If $f(x, y) =xy(\frac{x^2-y^2}{x^2+y^2})$ when $x$ and $y$ are not simultaneously zero when $x=0,y=0$. Show that at $(0,0),\ f_{xy} \neq f_{yx} $

Answer 1

First find $f_x$ and $f_y$.

For $(x,y) \neq (0,0)$ you have

$$f_x(x,y) = y \frac{x^2-y^2}{x^2+y^2} + xy \frac{2x(x^2+y^2) - 2x (x^2 - y^2)}{(x^2+y^2)^2} = y \frac{x^2-y^2}{x^2+y^2} + xy \frac{4xy^2}{(x^2+y^2)^2} = y \frac{x^2-y^2}{x^2+y^2} + \frac{4x^2y^3}{(x^2+y^2)^2}. \qquad (1)$$

Similarly,

$$f_y (x,y) = x \frac{x^2-y^2}{x^2+y^2} + xy \frac{-2y(x^2+y^2) - 2y (x^2 - y^2)}{(x^2+y^2)^2} = x \frac{x^2-y^2}{x^2+y^2} + xy \frac{-4yx^2}{(x^2+y^2)^2} = x \frac{x^2-y^2}{x^2+y^2} + \frac{-4x^3y^2}{(x^2+y^2)^2}. \qquad (2)$$

Now find partial derivatives at (0,0), using the definition

$$f_x(0,0) = \lim\limits_{\Delta x \to 0} \frac{f(\Delta x, 0) - f(0,0)}{\Delta x} = \lim\limits_{\Delta x \to 0} \frac{0 - 0}{\Delta x} = 0. \qquad (3)$$

$$f_y(0,0) = \lim\limits_{\Delta y \to 0} \frac{f(0, \Delta y) - f(0,0)}{\Delta y} = \lim\limits_{\Delta y\to 0} \frac{0 - 0}{\Delta y} = 0. \qquad (4) $$

So now you can find second derivatives.

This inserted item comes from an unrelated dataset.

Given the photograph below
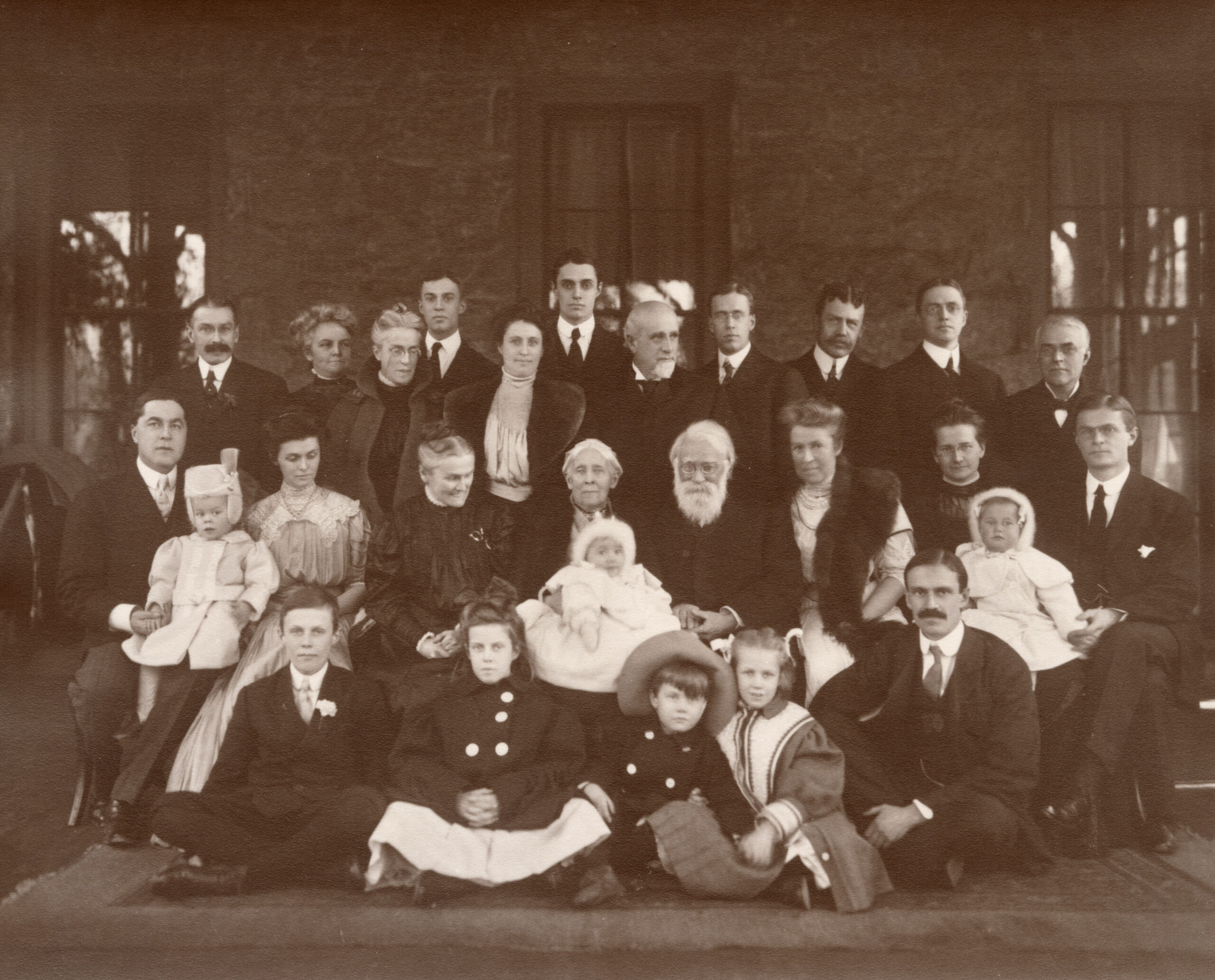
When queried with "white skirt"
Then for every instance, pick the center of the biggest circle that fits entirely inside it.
(411, 840)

Again you have to use the definition.

$$f_{xy} (0,0) = \lim\limits_{\Delta y \to 0} \frac{f_x (0, \Delta y) - f_x(0,0)}{\Delta y} \overset{(1),(3)}{=} \lim\limits_{\Delta y \to 0} \frac{ -\Delta y - 0}{\Delta y} = -1.$$

$$f_{yx} (0,0) = \lim\limits_{\Delta x \to 0} \frac{f_y (\Delta x, 0) - f_y(0,0)}{\Delta x} \overset{(2),(4)}{=} \lim\limits_{\Delta x \to 0} \frac{ \Delta x - 0}{\Delta x} = 1.$$